The gentleman giving the speech in the embedded video is Aubrey de Grey, and he is giving this speech at TED. The point he is making is about immortality, and that basically it is achievable.
Obviously, many people's first reaction to this last sentence is likely outright denial - that this is impossible. You could think that he is probably mad, or highly delusional. However, if you do take the time to watch this speech, you will recognize that de Grey is very much sane, and in fact, quite intellectually and convincingly arguing that human life can be extended indefinitely. He further puts forward quite rationally that it is not just possible, but also should be achieved.
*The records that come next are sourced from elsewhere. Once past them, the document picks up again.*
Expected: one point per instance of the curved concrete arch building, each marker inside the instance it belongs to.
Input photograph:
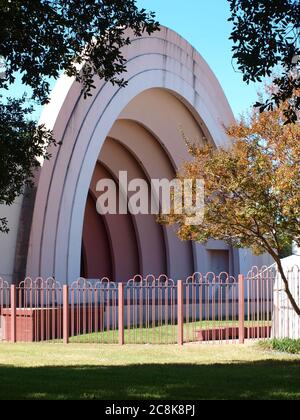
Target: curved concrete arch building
(57, 231)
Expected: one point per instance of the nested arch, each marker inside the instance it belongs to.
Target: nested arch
(165, 62)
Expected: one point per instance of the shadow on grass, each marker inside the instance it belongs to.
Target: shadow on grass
(257, 380)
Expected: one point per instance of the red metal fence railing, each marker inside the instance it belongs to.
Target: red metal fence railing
(4, 303)
(150, 310)
(93, 312)
(211, 307)
(259, 302)
(150, 315)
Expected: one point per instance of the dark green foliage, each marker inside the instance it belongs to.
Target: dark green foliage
(266, 40)
(42, 38)
(22, 143)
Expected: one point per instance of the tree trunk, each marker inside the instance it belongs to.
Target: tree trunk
(287, 288)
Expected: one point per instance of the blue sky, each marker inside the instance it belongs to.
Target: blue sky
(204, 24)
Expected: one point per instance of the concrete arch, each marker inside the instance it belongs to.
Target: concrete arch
(164, 61)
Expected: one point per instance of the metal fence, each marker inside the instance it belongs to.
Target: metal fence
(202, 308)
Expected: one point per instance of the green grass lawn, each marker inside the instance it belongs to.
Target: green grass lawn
(191, 372)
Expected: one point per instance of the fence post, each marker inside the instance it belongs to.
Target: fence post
(66, 314)
(121, 313)
(241, 309)
(180, 311)
(13, 310)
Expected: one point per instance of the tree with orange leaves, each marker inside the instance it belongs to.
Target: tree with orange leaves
(252, 190)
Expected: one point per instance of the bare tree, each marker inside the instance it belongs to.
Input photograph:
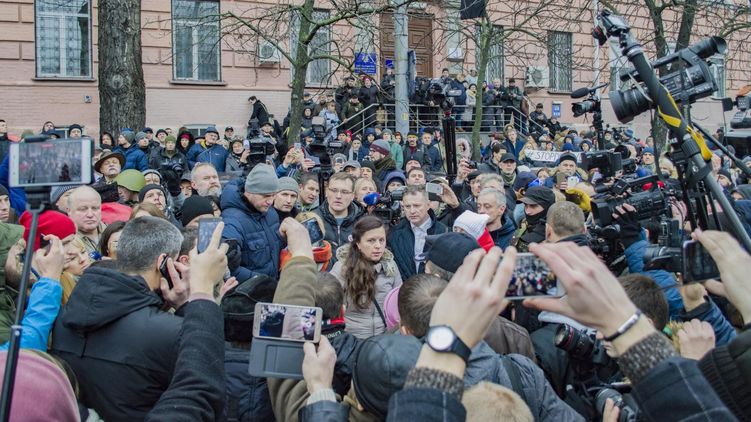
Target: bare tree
(341, 22)
(122, 92)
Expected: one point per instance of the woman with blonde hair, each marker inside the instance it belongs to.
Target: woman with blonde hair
(368, 273)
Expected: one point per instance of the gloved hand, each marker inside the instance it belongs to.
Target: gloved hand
(172, 180)
(625, 216)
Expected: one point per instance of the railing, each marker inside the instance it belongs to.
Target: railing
(494, 118)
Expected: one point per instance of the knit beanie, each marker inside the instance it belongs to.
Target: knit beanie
(195, 206)
(472, 223)
(50, 222)
(381, 146)
(42, 391)
(262, 180)
(288, 183)
(148, 188)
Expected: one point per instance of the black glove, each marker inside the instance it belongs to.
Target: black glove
(172, 180)
(234, 259)
(630, 226)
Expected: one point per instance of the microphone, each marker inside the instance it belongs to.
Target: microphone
(372, 198)
(584, 91)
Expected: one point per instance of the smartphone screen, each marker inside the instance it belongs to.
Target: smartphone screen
(50, 163)
(314, 230)
(206, 227)
(698, 264)
(287, 322)
(532, 277)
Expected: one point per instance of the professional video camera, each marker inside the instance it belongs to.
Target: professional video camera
(434, 92)
(690, 80)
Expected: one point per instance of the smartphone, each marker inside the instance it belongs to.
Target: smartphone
(206, 227)
(165, 273)
(532, 277)
(314, 230)
(435, 191)
(43, 162)
(287, 322)
(698, 264)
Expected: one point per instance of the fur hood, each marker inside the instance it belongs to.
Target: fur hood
(387, 266)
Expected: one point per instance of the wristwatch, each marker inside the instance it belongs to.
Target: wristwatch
(443, 339)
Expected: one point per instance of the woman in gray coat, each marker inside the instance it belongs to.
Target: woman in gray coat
(368, 272)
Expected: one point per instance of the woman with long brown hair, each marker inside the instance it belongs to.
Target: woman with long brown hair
(368, 272)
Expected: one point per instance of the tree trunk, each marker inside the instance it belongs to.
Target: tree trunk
(301, 70)
(483, 49)
(122, 92)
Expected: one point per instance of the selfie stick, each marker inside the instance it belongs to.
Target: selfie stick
(37, 199)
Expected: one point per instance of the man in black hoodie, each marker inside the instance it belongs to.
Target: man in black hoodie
(113, 331)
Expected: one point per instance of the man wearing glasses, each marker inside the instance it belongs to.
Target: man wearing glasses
(339, 211)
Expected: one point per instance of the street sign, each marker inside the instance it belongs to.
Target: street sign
(366, 63)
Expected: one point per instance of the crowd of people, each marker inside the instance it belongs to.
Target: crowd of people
(411, 276)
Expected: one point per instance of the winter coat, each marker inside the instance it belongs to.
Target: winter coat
(215, 154)
(256, 233)
(162, 160)
(288, 396)
(247, 396)
(486, 365)
(134, 158)
(119, 343)
(502, 236)
(401, 242)
(365, 323)
(196, 391)
(338, 234)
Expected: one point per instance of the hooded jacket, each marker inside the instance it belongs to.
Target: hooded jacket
(257, 233)
(401, 242)
(120, 344)
(367, 322)
(338, 233)
(486, 365)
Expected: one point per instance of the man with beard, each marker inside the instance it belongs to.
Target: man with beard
(205, 180)
(537, 200)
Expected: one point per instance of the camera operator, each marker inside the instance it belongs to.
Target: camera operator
(258, 115)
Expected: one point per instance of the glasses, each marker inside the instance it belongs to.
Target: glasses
(341, 191)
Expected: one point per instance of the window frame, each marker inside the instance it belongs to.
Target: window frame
(195, 38)
(295, 36)
(37, 74)
(551, 62)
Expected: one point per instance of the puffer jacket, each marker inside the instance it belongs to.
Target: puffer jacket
(486, 365)
(256, 233)
(338, 233)
(120, 344)
(364, 323)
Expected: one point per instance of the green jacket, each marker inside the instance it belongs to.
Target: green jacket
(297, 287)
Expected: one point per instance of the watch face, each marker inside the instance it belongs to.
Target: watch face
(441, 338)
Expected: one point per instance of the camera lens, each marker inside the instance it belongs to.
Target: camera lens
(630, 103)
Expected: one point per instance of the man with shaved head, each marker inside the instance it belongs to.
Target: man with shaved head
(85, 209)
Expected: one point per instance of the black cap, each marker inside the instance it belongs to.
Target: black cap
(539, 195)
(380, 369)
(567, 156)
(508, 157)
(448, 250)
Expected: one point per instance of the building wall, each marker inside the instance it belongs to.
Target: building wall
(28, 102)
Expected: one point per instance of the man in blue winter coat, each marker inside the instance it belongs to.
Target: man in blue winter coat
(250, 219)
(212, 152)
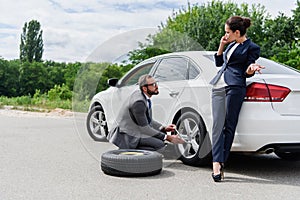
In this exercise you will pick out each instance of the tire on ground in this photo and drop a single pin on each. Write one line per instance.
(131, 162)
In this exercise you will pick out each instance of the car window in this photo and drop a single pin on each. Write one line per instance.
(272, 67)
(133, 76)
(171, 69)
(193, 71)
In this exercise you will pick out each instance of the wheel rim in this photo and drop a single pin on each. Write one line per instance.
(190, 132)
(98, 124)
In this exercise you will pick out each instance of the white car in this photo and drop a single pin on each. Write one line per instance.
(269, 120)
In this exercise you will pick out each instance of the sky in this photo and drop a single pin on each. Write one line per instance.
(80, 30)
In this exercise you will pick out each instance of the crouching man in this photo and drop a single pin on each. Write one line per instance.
(135, 128)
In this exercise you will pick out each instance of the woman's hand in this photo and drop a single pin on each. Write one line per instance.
(252, 68)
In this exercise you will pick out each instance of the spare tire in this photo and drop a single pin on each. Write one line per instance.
(131, 162)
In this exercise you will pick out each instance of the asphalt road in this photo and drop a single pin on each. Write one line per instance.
(46, 157)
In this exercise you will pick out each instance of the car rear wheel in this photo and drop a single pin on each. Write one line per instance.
(96, 124)
(197, 150)
(288, 155)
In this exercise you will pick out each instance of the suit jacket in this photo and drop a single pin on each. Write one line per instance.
(235, 68)
(134, 122)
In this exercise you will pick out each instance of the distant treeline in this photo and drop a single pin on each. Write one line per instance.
(197, 27)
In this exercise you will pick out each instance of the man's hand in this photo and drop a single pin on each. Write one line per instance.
(170, 128)
(253, 68)
(175, 139)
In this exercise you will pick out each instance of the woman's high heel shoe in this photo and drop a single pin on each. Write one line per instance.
(217, 177)
(220, 176)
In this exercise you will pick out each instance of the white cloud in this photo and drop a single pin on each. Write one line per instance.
(72, 30)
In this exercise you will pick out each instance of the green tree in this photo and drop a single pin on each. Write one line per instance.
(33, 76)
(9, 73)
(31, 47)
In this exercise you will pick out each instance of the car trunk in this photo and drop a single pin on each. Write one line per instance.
(291, 104)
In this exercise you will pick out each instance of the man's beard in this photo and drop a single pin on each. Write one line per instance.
(152, 92)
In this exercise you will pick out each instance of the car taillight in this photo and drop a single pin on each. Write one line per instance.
(266, 92)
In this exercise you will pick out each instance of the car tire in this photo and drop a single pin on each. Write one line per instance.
(131, 163)
(96, 124)
(197, 152)
(288, 156)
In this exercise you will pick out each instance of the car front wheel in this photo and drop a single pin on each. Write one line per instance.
(96, 124)
(197, 149)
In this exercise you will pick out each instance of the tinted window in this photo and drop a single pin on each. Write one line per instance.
(171, 69)
(193, 71)
(272, 67)
(133, 76)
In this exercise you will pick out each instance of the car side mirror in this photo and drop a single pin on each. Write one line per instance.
(112, 82)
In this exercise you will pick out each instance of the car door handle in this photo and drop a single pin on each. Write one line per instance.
(173, 93)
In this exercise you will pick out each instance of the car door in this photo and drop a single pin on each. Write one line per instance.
(171, 74)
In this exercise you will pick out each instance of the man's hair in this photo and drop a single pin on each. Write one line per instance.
(143, 80)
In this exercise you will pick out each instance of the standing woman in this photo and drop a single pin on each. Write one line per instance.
(237, 63)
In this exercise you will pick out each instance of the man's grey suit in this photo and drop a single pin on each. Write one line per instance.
(135, 124)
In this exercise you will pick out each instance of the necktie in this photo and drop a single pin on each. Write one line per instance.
(149, 116)
(149, 103)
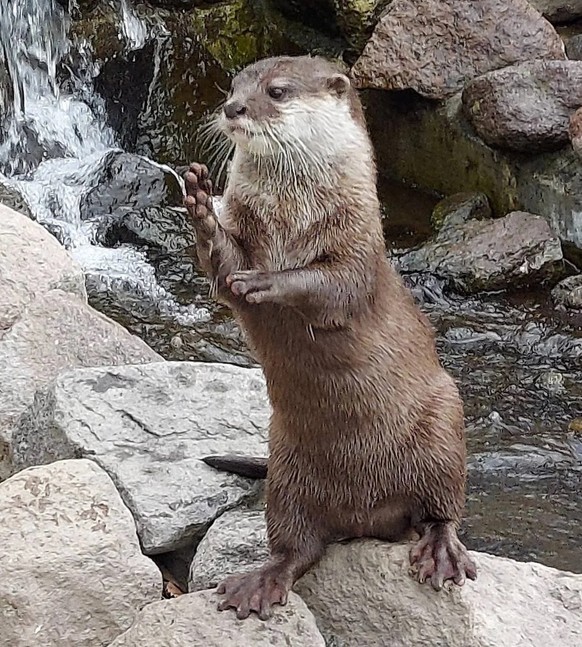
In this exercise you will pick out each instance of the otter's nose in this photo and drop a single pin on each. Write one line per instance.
(234, 109)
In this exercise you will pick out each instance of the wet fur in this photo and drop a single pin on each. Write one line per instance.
(366, 436)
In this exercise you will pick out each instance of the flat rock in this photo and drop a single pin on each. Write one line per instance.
(568, 293)
(525, 107)
(32, 262)
(193, 619)
(518, 249)
(148, 427)
(435, 46)
(559, 11)
(361, 592)
(72, 569)
(57, 331)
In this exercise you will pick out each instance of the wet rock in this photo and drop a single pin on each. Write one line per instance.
(31, 264)
(155, 422)
(133, 195)
(236, 542)
(510, 603)
(436, 48)
(568, 293)
(55, 332)
(518, 249)
(526, 107)
(79, 578)
(193, 620)
(558, 11)
(432, 146)
(458, 208)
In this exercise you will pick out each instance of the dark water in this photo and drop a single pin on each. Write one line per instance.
(518, 362)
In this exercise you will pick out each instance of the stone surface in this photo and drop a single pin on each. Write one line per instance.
(459, 208)
(71, 565)
(433, 147)
(148, 426)
(361, 592)
(235, 542)
(526, 107)
(568, 293)
(32, 262)
(435, 46)
(46, 326)
(559, 10)
(518, 249)
(192, 620)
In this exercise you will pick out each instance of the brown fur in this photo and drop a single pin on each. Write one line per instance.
(367, 436)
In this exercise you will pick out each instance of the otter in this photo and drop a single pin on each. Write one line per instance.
(367, 436)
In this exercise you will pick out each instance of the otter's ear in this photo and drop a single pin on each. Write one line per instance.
(338, 83)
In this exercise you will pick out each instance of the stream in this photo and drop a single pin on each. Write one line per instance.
(517, 360)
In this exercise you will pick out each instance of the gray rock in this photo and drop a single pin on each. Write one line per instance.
(568, 293)
(458, 208)
(193, 620)
(72, 569)
(558, 11)
(490, 254)
(31, 263)
(54, 333)
(235, 542)
(436, 46)
(361, 593)
(148, 426)
(526, 107)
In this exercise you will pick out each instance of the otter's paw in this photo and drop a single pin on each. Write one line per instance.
(254, 285)
(440, 556)
(198, 200)
(254, 592)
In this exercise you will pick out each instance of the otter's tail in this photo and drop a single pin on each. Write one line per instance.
(249, 466)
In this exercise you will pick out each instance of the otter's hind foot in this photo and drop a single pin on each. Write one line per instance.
(256, 592)
(440, 556)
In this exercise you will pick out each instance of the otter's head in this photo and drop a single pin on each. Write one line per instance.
(286, 105)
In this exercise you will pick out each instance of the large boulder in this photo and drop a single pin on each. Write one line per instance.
(148, 427)
(72, 569)
(525, 107)
(361, 592)
(558, 11)
(46, 325)
(518, 249)
(434, 47)
(194, 620)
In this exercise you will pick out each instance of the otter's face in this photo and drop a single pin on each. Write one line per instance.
(286, 106)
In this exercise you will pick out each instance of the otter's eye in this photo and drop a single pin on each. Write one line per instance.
(276, 93)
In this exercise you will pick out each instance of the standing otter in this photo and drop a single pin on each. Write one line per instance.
(366, 436)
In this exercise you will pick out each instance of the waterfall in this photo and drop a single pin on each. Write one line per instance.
(54, 145)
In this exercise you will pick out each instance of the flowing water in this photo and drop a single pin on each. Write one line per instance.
(518, 362)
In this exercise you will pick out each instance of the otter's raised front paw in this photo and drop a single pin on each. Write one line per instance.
(254, 592)
(198, 200)
(440, 556)
(254, 285)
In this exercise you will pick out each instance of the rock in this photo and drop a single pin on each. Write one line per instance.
(236, 542)
(31, 264)
(361, 592)
(56, 332)
(458, 208)
(434, 47)
(148, 426)
(526, 107)
(518, 249)
(558, 11)
(433, 147)
(194, 620)
(78, 577)
(568, 293)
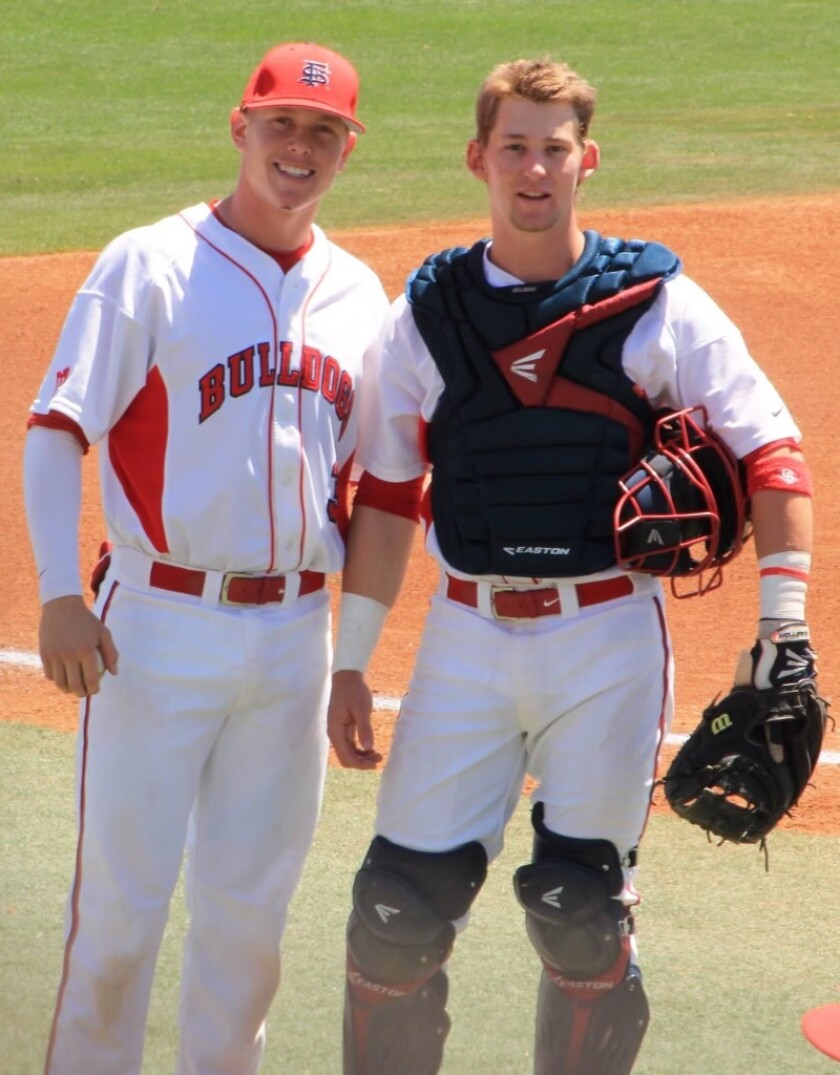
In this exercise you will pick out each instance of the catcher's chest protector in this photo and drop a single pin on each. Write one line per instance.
(538, 420)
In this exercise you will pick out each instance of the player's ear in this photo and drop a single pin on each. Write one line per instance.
(589, 161)
(349, 146)
(475, 159)
(238, 124)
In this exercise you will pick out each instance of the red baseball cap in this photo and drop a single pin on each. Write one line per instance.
(303, 75)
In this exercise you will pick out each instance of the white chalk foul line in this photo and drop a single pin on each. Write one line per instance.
(382, 702)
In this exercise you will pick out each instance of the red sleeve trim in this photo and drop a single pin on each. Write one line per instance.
(56, 420)
(768, 470)
(396, 498)
(770, 449)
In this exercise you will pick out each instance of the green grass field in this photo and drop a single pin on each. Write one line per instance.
(731, 954)
(116, 114)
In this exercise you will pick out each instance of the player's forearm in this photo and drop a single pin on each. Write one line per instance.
(378, 555)
(782, 521)
(379, 547)
(53, 498)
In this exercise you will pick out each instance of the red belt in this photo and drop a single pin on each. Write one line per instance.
(236, 588)
(508, 603)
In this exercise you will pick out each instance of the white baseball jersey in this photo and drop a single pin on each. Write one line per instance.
(683, 352)
(203, 367)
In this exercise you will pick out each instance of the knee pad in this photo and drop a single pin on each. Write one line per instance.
(404, 903)
(577, 926)
(399, 935)
(592, 1012)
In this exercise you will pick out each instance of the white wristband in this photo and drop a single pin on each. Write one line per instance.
(783, 585)
(360, 621)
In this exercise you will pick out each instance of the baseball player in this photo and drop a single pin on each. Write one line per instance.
(528, 375)
(215, 357)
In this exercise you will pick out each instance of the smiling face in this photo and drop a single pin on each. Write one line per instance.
(289, 158)
(532, 162)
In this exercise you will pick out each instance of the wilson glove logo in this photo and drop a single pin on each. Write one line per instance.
(721, 724)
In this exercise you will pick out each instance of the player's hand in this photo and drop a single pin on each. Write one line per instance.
(349, 724)
(76, 648)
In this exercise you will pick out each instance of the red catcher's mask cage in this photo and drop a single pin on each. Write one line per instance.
(682, 511)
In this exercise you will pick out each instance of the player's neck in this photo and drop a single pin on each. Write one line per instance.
(536, 256)
(269, 230)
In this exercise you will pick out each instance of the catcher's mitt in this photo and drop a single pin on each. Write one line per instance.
(749, 760)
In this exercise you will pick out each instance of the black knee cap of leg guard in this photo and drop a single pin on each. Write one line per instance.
(571, 917)
(445, 882)
(601, 856)
(403, 906)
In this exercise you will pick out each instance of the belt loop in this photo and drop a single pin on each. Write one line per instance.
(293, 587)
(484, 599)
(212, 592)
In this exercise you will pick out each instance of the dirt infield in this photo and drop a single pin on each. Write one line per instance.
(760, 260)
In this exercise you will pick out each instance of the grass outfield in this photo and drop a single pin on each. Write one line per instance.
(116, 114)
(731, 954)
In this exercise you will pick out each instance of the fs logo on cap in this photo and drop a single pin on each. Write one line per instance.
(315, 73)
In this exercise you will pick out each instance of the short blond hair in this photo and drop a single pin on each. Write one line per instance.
(534, 81)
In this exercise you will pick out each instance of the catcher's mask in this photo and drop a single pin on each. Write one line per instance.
(682, 511)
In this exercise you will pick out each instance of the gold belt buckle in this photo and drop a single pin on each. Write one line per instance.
(496, 614)
(229, 577)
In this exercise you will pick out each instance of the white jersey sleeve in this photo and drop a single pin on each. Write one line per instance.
(399, 397)
(685, 352)
(223, 390)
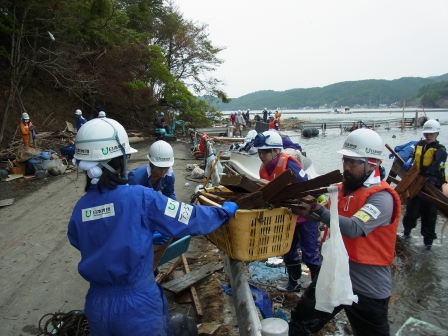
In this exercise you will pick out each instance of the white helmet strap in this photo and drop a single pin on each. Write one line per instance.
(113, 137)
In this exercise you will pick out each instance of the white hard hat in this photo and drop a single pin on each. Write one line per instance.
(161, 154)
(431, 126)
(99, 140)
(363, 143)
(268, 139)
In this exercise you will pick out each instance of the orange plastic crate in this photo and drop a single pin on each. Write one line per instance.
(254, 234)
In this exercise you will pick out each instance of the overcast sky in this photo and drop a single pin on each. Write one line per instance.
(286, 44)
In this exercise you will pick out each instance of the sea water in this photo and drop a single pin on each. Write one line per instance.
(421, 290)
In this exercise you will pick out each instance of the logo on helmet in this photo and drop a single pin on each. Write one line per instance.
(350, 146)
(373, 151)
(82, 151)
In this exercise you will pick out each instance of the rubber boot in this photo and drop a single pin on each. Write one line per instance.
(407, 236)
(314, 270)
(428, 243)
(294, 273)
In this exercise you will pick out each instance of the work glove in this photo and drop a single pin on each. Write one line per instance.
(230, 207)
(408, 164)
(159, 239)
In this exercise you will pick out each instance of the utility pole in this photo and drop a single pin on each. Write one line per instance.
(402, 117)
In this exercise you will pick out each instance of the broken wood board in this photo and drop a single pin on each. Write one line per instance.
(193, 293)
(239, 183)
(12, 177)
(277, 184)
(180, 284)
(6, 202)
(292, 191)
(161, 277)
(251, 201)
(159, 251)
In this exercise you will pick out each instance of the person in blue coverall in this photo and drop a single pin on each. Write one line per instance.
(158, 175)
(113, 225)
(306, 234)
(405, 151)
(80, 120)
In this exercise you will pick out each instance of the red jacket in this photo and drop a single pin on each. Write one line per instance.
(378, 247)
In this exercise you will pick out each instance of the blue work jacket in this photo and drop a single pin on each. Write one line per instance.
(114, 230)
(165, 185)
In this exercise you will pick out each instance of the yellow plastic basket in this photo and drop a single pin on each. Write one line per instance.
(254, 234)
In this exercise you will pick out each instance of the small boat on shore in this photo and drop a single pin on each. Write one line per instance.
(249, 164)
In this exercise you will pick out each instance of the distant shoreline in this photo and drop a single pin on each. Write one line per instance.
(407, 111)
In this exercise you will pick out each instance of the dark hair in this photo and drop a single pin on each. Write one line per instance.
(108, 179)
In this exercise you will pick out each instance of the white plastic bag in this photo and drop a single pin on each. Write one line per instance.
(334, 286)
(197, 172)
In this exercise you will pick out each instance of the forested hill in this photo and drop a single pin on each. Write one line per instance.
(366, 93)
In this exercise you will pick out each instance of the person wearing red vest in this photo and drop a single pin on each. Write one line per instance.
(306, 234)
(369, 212)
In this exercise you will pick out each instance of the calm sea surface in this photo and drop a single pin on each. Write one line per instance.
(420, 291)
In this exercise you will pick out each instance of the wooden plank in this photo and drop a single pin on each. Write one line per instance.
(234, 172)
(161, 277)
(6, 202)
(193, 293)
(440, 205)
(178, 285)
(291, 191)
(273, 187)
(251, 201)
(12, 177)
(239, 183)
(407, 180)
(431, 193)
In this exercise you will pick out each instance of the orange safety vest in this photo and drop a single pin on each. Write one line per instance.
(279, 168)
(378, 247)
(25, 128)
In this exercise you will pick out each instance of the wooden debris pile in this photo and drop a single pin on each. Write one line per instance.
(278, 192)
(44, 141)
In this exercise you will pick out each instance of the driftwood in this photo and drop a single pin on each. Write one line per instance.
(410, 185)
(302, 188)
(180, 284)
(239, 183)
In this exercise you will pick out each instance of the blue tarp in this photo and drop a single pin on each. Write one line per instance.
(261, 273)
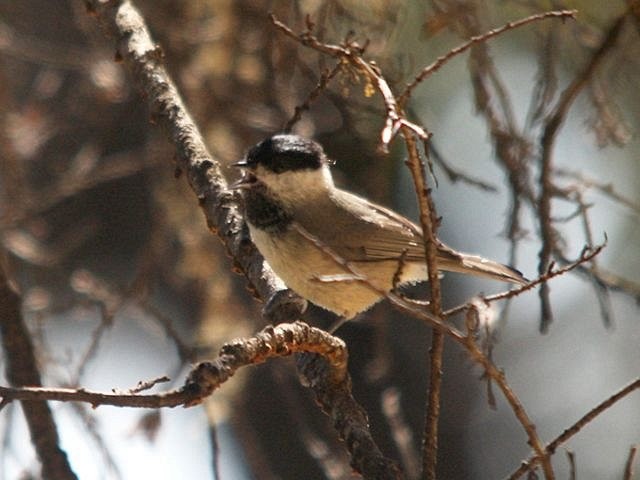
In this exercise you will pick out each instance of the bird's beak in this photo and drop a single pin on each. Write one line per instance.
(246, 180)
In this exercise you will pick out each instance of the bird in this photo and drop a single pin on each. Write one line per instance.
(335, 249)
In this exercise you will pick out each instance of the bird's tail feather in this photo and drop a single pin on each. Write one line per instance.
(475, 265)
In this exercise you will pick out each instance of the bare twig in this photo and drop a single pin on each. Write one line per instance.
(628, 470)
(325, 78)
(440, 61)
(21, 368)
(576, 427)
(547, 141)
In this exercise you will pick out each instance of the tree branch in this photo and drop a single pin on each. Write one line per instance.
(21, 369)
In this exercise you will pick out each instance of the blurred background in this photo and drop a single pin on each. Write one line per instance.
(121, 281)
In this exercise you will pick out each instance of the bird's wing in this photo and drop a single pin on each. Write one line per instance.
(362, 231)
(376, 233)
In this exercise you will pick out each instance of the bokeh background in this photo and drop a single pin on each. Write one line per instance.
(121, 280)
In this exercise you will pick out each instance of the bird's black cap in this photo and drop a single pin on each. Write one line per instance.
(284, 152)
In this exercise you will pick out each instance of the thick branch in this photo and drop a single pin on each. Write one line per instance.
(143, 58)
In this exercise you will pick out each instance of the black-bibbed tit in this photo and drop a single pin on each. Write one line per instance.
(333, 248)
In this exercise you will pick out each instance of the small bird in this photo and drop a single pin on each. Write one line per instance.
(333, 248)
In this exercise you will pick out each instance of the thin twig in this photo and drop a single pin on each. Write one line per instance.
(547, 188)
(628, 470)
(324, 80)
(21, 368)
(440, 61)
(527, 465)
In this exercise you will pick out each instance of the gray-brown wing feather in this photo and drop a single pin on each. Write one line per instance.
(379, 234)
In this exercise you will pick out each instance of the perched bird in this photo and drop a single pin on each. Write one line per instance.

I would suggest everyone to watch this video - if only to get a different perspective. One of the key points in the speech is the graph at the point 10:45. What he basically says is that the longer we can keep any individual alive, the more chance the individual has of living to a time when his age will be extended even more. This, inevitably leads to a conclusion: We might never cure all health problems related to ageing and death, but, we can solve them fast enough that nobody needs to die.
That is an intriguing thought. Normally, we would imagine that although longevity is obviously possible, we would imagine "immortality" to be impossible, because no matter how many cures we have, or how much advancement we make, we won't be able to solve everything. But, de Grey makes a different claim - he says that we do not need to "solve all the problems", but only to "solve them at a faster rate than the people dying."
Unfortunately, as convincing as this may be, I respectfully disagree. You see, de Grey's suggestion has a hidden underlying assumption - that the discipline of medicine can grow at a rate to catch up with the health problems we will face. So the graph is valid only if you assume that the rate of advancement of medicine to beat the rate of problems in a human's lifetime. I will now argue that this is not only unlikely, but impossible.
Medicine, like any other science, advances by experiments. Inevitably, the subjects of the experiments of medicine are humans. Even new medication requires decades to develop. This is part of the nature of medicine. No matter how many guinea pigs die, the doctors know that a certain cure will work only after it has been tested on humans. The doctors will need to come across the problems, work on corpses, and watch how the diseases progress as their patients die to be able to understand the nature of the disease. Therefore, medicine relies on experiment, on humans, and requires the recycling of human generations. Therefore, the rate of advancement can never be high enough to beat Death indefinitely.
That being said, there might be breakthroughs. Our two most serious problems are cancer, and heart problems. If these two problems can be overcome, we basically don't have a next cause of death. For example, if we can grow hearts in labs, which actually looks possible, than it means that we have cheated the most common cause of death. If cancer could be possibly avoided, which actually looks unlikely, given the complex nature of all different types of cancers, we could extend the human life. But other diseases would spring to take their place, we just have not seen them yet.